Proof: If $X$ has one point then $\mathcal{C}[X,\mathbb{R}]$ consists of all the constant functions on $X$ and since $\mathcal{A}$ contains a non-zero constant function it follows that $\mathcal{A}=\mathcal{C}[X,\mathbb{R}]$.

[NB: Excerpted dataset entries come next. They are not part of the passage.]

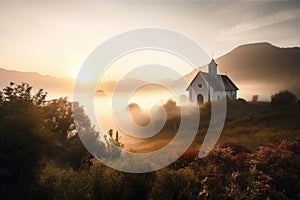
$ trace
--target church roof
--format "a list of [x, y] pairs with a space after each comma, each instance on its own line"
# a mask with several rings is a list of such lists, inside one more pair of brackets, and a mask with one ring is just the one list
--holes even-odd
[[[188, 86], [187, 90], [193, 84], [196, 77], [199, 76], [199, 75], [201, 75], [215, 91], [222, 91], [222, 90], [235, 91], [235, 90], [238, 90], [237, 86], [230, 80], [230, 78], [228, 76], [219, 75], [219, 74], [217, 76], [214, 76], [212, 74], [201, 72], [201, 71], [199, 71], [197, 73], [197, 75], [194, 77], [194, 79], [191, 81], [191, 83]], [[221, 80], [223, 81], [223, 84], [222, 84]]]

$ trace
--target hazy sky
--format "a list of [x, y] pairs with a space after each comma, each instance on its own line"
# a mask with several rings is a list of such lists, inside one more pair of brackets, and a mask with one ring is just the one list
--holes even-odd
[[267, 41], [300, 46], [297, 2], [0, 1], [0, 67], [74, 76], [108, 38], [137, 28], [177, 31], [210, 55]]

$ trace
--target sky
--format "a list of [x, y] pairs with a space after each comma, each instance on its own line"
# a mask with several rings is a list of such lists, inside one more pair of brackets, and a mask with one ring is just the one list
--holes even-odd
[[0, 67], [75, 77], [101, 43], [147, 27], [186, 35], [214, 57], [246, 43], [300, 46], [299, 21], [298, 2], [0, 1]]

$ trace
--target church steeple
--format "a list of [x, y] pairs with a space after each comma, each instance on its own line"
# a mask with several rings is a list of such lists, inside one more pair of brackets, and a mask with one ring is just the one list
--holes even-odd
[[216, 76], [218, 74], [217, 66], [218, 64], [215, 62], [214, 59], [212, 59], [211, 62], [208, 64], [209, 74]]

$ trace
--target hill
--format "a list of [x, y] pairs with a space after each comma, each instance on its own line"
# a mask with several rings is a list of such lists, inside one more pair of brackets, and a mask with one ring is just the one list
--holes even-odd
[[20, 72], [0, 68], [0, 88], [6, 87], [10, 82], [29, 83], [33, 88], [44, 89], [52, 95], [51, 97], [70, 97], [74, 85], [74, 80], [71, 78], [57, 78], [36, 72]]
[[239, 46], [216, 59], [221, 73], [237, 85], [252, 85], [259, 92], [289, 89], [300, 96], [300, 48], [279, 48], [269, 43]]

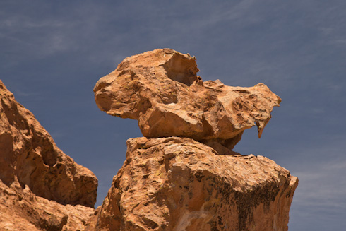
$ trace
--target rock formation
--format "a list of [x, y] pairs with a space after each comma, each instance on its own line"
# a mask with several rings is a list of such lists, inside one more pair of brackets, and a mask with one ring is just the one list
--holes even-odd
[[138, 120], [145, 137], [217, 141], [233, 148], [255, 124], [258, 136], [281, 99], [263, 83], [229, 87], [203, 82], [195, 57], [158, 49], [125, 59], [94, 88], [107, 114]]
[[90, 230], [287, 230], [297, 177], [263, 156], [187, 138], [127, 141]]
[[0, 230], [285, 231], [298, 179], [232, 149], [281, 99], [263, 83], [203, 82], [196, 59], [160, 49], [125, 59], [94, 92], [145, 137], [96, 210], [97, 180], [59, 149], [0, 81]]
[[203, 82], [195, 59], [156, 49], [125, 59], [96, 83], [99, 108], [138, 119], [145, 137], [127, 141], [87, 230], [287, 230], [298, 179], [231, 150], [254, 124], [261, 137], [281, 99], [263, 83]]
[[97, 179], [0, 81], [0, 230], [83, 230]]

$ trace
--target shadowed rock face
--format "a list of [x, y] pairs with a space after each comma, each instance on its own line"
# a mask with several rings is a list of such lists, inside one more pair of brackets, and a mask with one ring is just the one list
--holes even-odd
[[298, 179], [273, 160], [223, 155], [187, 138], [127, 146], [89, 230], [287, 230]]
[[183, 136], [229, 148], [256, 124], [258, 136], [281, 99], [263, 83], [230, 87], [203, 82], [195, 57], [158, 49], [125, 59], [94, 88], [107, 114], [138, 120], [145, 137]]
[[61, 204], [93, 207], [97, 179], [59, 149], [34, 115], [0, 81], [0, 180], [28, 186]]

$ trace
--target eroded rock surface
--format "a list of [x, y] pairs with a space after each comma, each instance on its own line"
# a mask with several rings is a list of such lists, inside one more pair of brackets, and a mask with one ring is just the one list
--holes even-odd
[[0, 180], [0, 230], [84, 231], [94, 209], [61, 205], [37, 196], [15, 181], [10, 186]]
[[187, 138], [127, 146], [87, 230], [287, 230], [298, 179], [273, 160], [223, 155]]
[[56, 147], [1, 81], [0, 100], [0, 230], [85, 230], [97, 179]]
[[97, 179], [56, 147], [34, 115], [0, 81], [0, 180], [16, 179], [37, 196], [93, 207]]
[[158, 49], [125, 59], [94, 88], [99, 108], [138, 120], [144, 136], [217, 141], [233, 148], [256, 124], [261, 136], [281, 99], [263, 83], [230, 87], [203, 82], [195, 57]]

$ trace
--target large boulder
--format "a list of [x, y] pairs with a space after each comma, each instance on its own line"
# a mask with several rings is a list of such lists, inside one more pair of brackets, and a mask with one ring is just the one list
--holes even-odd
[[255, 124], [261, 137], [281, 99], [263, 83], [230, 87], [203, 82], [196, 58], [171, 49], [126, 58], [94, 88], [107, 114], [138, 120], [144, 136], [184, 136], [233, 148]]
[[0, 180], [61, 204], [93, 208], [97, 179], [55, 144], [0, 81]]
[[87, 230], [287, 230], [298, 179], [263, 156], [187, 138], [127, 141], [126, 160]]

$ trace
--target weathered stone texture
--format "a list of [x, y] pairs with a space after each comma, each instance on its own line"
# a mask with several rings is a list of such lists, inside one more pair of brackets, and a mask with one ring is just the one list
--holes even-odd
[[145, 137], [184, 136], [233, 148], [255, 124], [258, 136], [281, 99], [263, 83], [230, 87], [203, 82], [195, 57], [157, 49], [125, 59], [94, 88], [107, 114], [138, 120]]
[[93, 230], [287, 230], [297, 186], [275, 162], [189, 138], [127, 141]]
[[97, 179], [56, 147], [34, 115], [0, 81], [0, 180], [16, 179], [37, 196], [62, 204], [93, 207]]

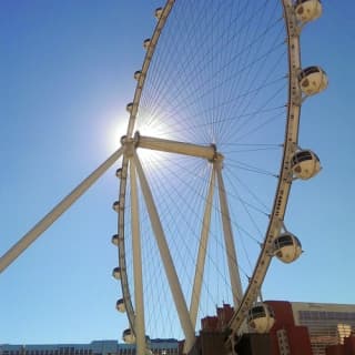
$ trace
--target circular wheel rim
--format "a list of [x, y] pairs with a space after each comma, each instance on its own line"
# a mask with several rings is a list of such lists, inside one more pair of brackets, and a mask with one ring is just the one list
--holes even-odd
[[[263, 240], [262, 250], [258, 255], [255, 268], [252, 276], [250, 277], [250, 283], [243, 294], [239, 307], [235, 310], [234, 315], [230, 322], [230, 327], [233, 332], [237, 332], [246, 315], [247, 311], [255, 302], [256, 297], [260, 295], [261, 285], [266, 275], [268, 265], [272, 260], [272, 254], [270, 253], [271, 246], [274, 239], [278, 235], [280, 230], [283, 225], [283, 220], [285, 215], [286, 204], [288, 200], [290, 189], [292, 184], [292, 173], [290, 169], [291, 156], [297, 148], [298, 140], [298, 123], [300, 123], [300, 112], [301, 112], [301, 99], [302, 94], [297, 82], [297, 72], [301, 68], [300, 58], [300, 39], [297, 34], [297, 23], [293, 11], [293, 3], [291, 0], [280, 0], [284, 12], [284, 26], [287, 36], [287, 59], [288, 59], [288, 98], [287, 98], [287, 112], [286, 112], [286, 124], [285, 134], [283, 140], [283, 151], [282, 151], [282, 162], [278, 173], [278, 182], [276, 186], [276, 192], [274, 195], [274, 202], [272, 205], [272, 211], [270, 215], [270, 223], [265, 232], [265, 237]], [[159, 18], [158, 24], [151, 38], [151, 43], [148, 48], [144, 62], [142, 65], [141, 74], [139, 75], [132, 110], [130, 112], [129, 126], [126, 131], [126, 136], [132, 138], [134, 133], [134, 128], [136, 124], [138, 112], [140, 108], [140, 101], [142, 98], [142, 92], [144, 90], [145, 79], [149, 73], [149, 68], [153, 59], [154, 51], [158, 45], [160, 34], [168, 21], [168, 18], [173, 9], [175, 1], [168, 0], [165, 7], [163, 8], [162, 14]], [[223, 153], [223, 152], [222, 152]], [[120, 211], [125, 210], [126, 203], [126, 178], [128, 178], [128, 166], [129, 160], [123, 158], [122, 161], [122, 175], [120, 183]], [[132, 297], [129, 288], [129, 280], [126, 274], [126, 255], [125, 255], [125, 223], [124, 213], [119, 214], [119, 265], [121, 267], [121, 285], [122, 294], [124, 298], [124, 304], [128, 313], [128, 318], [130, 326], [134, 332], [134, 307], [132, 304]]]

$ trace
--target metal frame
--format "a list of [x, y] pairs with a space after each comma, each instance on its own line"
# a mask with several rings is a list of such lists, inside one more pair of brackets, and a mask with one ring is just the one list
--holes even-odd
[[[170, 11], [174, 4], [174, 0], [168, 0], [162, 14], [159, 18], [155, 27], [153, 37], [150, 41], [146, 50], [145, 59], [143, 62], [142, 71], [138, 78], [138, 84], [135, 89], [134, 100], [130, 114], [130, 121], [126, 131], [126, 139], [122, 142], [122, 146], [115, 151], [103, 164], [101, 164], [91, 175], [89, 175], [82, 183], [80, 183], [67, 197], [64, 197], [49, 214], [47, 214], [32, 230], [30, 230], [17, 244], [14, 244], [3, 256], [0, 258], [0, 273], [18, 257], [29, 245], [34, 242], [41, 233], [43, 233], [59, 216], [64, 213], [120, 156], [123, 154], [122, 161], [122, 174], [120, 183], [120, 205], [119, 205], [119, 265], [122, 271], [121, 285], [122, 294], [128, 312], [131, 329], [135, 335], [139, 344], [139, 354], [145, 352], [145, 332], [144, 332], [144, 311], [143, 311], [143, 287], [142, 287], [142, 270], [141, 270], [141, 253], [140, 253], [140, 229], [139, 229], [139, 213], [138, 213], [138, 191], [136, 191], [136, 178], [135, 170], [140, 180], [142, 192], [144, 195], [145, 203], [150, 219], [152, 221], [153, 231], [156, 237], [156, 242], [160, 248], [161, 257], [165, 267], [165, 272], [169, 278], [170, 287], [172, 290], [173, 298], [178, 308], [178, 313], [181, 320], [184, 334], [186, 336], [185, 349], [189, 351], [193, 347], [194, 336], [194, 324], [196, 320], [196, 301], [191, 300], [191, 310], [187, 311], [187, 306], [179, 283], [179, 277], [173, 265], [172, 257], [170, 255], [169, 246], [164, 236], [164, 232], [161, 226], [161, 222], [158, 215], [158, 211], [150, 191], [146, 178], [142, 170], [141, 163], [135, 154], [135, 148], [141, 146], [145, 149], [153, 149], [159, 151], [169, 151], [179, 154], [187, 154], [197, 158], [206, 159], [213, 162], [213, 170], [210, 181], [207, 201], [204, 214], [204, 225], [201, 232], [201, 245], [200, 250], [206, 248], [211, 204], [213, 196], [213, 185], [215, 175], [219, 182], [219, 194], [222, 210], [223, 230], [225, 244], [227, 250], [229, 267], [231, 273], [231, 282], [233, 287], [234, 305], [237, 306], [233, 318], [230, 322], [230, 328], [232, 335], [229, 337], [227, 346], [233, 343], [233, 336], [239, 329], [242, 328], [243, 322], [247, 315], [247, 311], [251, 308], [255, 300], [260, 294], [260, 288], [263, 280], [266, 275], [268, 265], [271, 263], [272, 255], [270, 254], [270, 247], [273, 244], [274, 239], [280, 234], [283, 225], [283, 219], [285, 209], [288, 200], [290, 189], [292, 184], [292, 170], [291, 170], [291, 158], [295, 152], [298, 139], [298, 124], [300, 113], [302, 104], [302, 92], [298, 85], [297, 74], [301, 70], [301, 55], [300, 55], [300, 27], [297, 24], [294, 7], [292, 0], [281, 0], [284, 9], [284, 20], [287, 30], [287, 49], [288, 49], [288, 110], [287, 110], [287, 124], [285, 130], [285, 139], [283, 146], [283, 160], [281, 164], [281, 173], [278, 179], [278, 185], [275, 193], [273, 211], [270, 216], [270, 224], [266, 231], [265, 240], [262, 245], [262, 251], [257, 260], [257, 264], [250, 278], [248, 286], [242, 297], [242, 286], [239, 277], [237, 263], [235, 258], [235, 246], [233, 242], [232, 227], [230, 224], [230, 215], [227, 209], [227, 201], [224, 192], [224, 183], [222, 179], [222, 160], [223, 156], [219, 154], [213, 145], [200, 146], [183, 142], [173, 142], [161, 139], [153, 139], [146, 136], [132, 136], [136, 112], [140, 103], [140, 98], [144, 87], [146, 73], [151, 63], [151, 59], [154, 53], [155, 45], [158, 43], [160, 33], [166, 22]], [[134, 273], [136, 280], [134, 281], [135, 290], [135, 307], [136, 314], [132, 306], [126, 265], [125, 265], [125, 250], [124, 250], [124, 206], [125, 206], [125, 191], [126, 191], [126, 178], [128, 168], [130, 162], [130, 175], [131, 175], [131, 189], [132, 189], [132, 214], [135, 217], [132, 219], [133, 227], [133, 253], [134, 253]], [[232, 255], [232, 256], [231, 256]], [[202, 273], [201, 267], [204, 264], [204, 255], [201, 251], [199, 252], [199, 262], [195, 271], [194, 291], [200, 294]], [[197, 276], [200, 274], [200, 276]], [[200, 284], [200, 285], [199, 285]], [[194, 293], [192, 298], [194, 297]], [[199, 296], [200, 297], [200, 296]], [[242, 301], [240, 302], [240, 298]]]

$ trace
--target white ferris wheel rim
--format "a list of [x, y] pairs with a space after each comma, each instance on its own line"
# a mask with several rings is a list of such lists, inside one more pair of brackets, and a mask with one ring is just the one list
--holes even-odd
[[[230, 323], [230, 327], [233, 333], [242, 326], [247, 311], [255, 302], [260, 294], [261, 285], [266, 275], [268, 265], [272, 260], [270, 254], [270, 247], [273, 240], [280, 233], [282, 223], [284, 220], [288, 193], [292, 184], [290, 179], [290, 161], [295, 152], [298, 141], [298, 123], [301, 112], [301, 99], [302, 93], [297, 84], [297, 73], [301, 68], [301, 55], [300, 55], [300, 34], [297, 33], [297, 26], [295, 17], [293, 16], [293, 2], [292, 0], [280, 0], [284, 9], [284, 26], [287, 34], [287, 58], [288, 58], [288, 102], [287, 102], [287, 123], [283, 141], [283, 158], [278, 174], [278, 183], [275, 191], [274, 203], [272, 207], [272, 214], [270, 215], [270, 223], [265, 232], [265, 239], [261, 248], [257, 263], [254, 267], [253, 275], [250, 278], [248, 286], [243, 294], [243, 298], [240, 306], [235, 310], [233, 318]], [[160, 34], [166, 23], [169, 14], [174, 7], [174, 0], [168, 0], [165, 7], [162, 9], [162, 14], [158, 19], [156, 27], [153, 31], [153, 36], [150, 39], [150, 45], [146, 50], [145, 58], [139, 79], [136, 82], [136, 89], [134, 99], [131, 105], [130, 120], [126, 131], [126, 136], [132, 138], [134, 133], [135, 120], [138, 110], [140, 106], [140, 100], [144, 90], [145, 78], [149, 72], [149, 68], [154, 55], [154, 51], [159, 43]], [[121, 182], [120, 182], [120, 211], [124, 211], [125, 193], [126, 193], [126, 176], [128, 176], [128, 159], [123, 158]], [[126, 271], [126, 258], [125, 258], [125, 241], [124, 241], [124, 213], [119, 214], [119, 265], [121, 268], [121, 286], [122, 295], [125, 303], [125, 310], [128, 313], [130, 327], [134, 332], [135, 312], [132, 304], [132, 297], [129, 290], [129, 281]]]

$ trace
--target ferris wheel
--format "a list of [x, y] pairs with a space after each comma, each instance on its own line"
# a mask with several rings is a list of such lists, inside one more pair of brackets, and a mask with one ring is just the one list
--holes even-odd
[[149, 354], [150, 337], [195, 344], [199, 322], [229, 303], [226, 346], [246, 327], [268, 332], [261, 287], [274, 256], [295, 261], [284, 216], [294, 180], [321, 170], [298, 144], [303, 102], [327, 87], [302, 67], [303, 27], [320, 0], [168, 0], [144, 40], [121, 146], [0, 258], [0, 272], [110, 166], [116, 170], [116, 308], [123, 339]]

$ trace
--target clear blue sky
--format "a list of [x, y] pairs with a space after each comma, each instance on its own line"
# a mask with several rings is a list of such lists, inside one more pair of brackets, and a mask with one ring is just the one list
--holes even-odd
[[[0, 2], [0, 253], [40, 220], [119, 144], [160, 1]], [[295, 182], [287, 227], [302, 258], [273, 263], [264, 298], [354, 303], [355, 4], [324, 1], [302, 36], [305, 65], [329, 88], [305, 102], [301, 145], [321, 158], [316, 179]], [[0, 275], [0, 343], [121, 338], [116, 252], [118, 181], [109, 171]]]

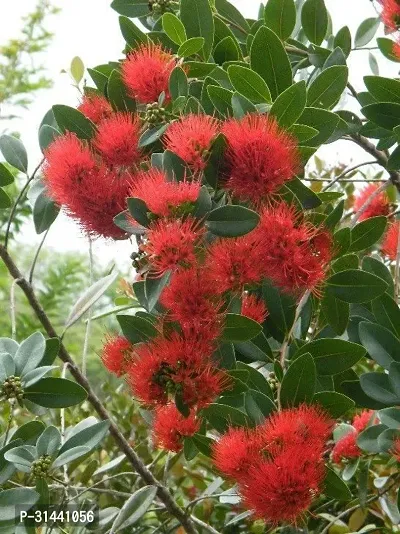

Thus, we may assume WLOG that $\text{card }X\geqslant 2$. Thus, it follows from our first theorem that given any distinct $x,y\in\mathcal{A}$ and $a,b\in\mathbb{R}$ there exists some $\varphi\in\mathcal{A}$ such that $\varphi(x)=a,\varphi(y)=b$. Now, since $\mathcal{A}$ separates points there exists some $f\in\mathcal{A}$ such that $f(x)\ne f(y)$. So define

$\displaystyle \varphi(z)=a\frac{f(z)-f(y)}{f(x)-f(y)}+b\frac{f(x)-f(z)}{f(x)-f(y)}$

Clearly $\varphi$ is a linear combination of elements of $\mathcal{A}$ and so $\varphi\in\mathcal{A}$. Also, $\varphi(x)=a,\varphi(y)=b$. The conclusion follows. $\blacksquare$.

There is an analgous theorem dealing with $\mathcal{C}[X,\mathbb{C}]$ be it is omitted here.

We discuss only one application of the above theorem. But before it we need a theorem.

Theorem: Let $\mathcal{A}$ be a subalgebra of $\mathcal{C}[X,\mathbb{R}]$ then $\overline{\mathcal{A}}$ is also a subalgebra.

Proof: We prove that it is closed under vector addition, for scalar and vector multiplication follow similarly.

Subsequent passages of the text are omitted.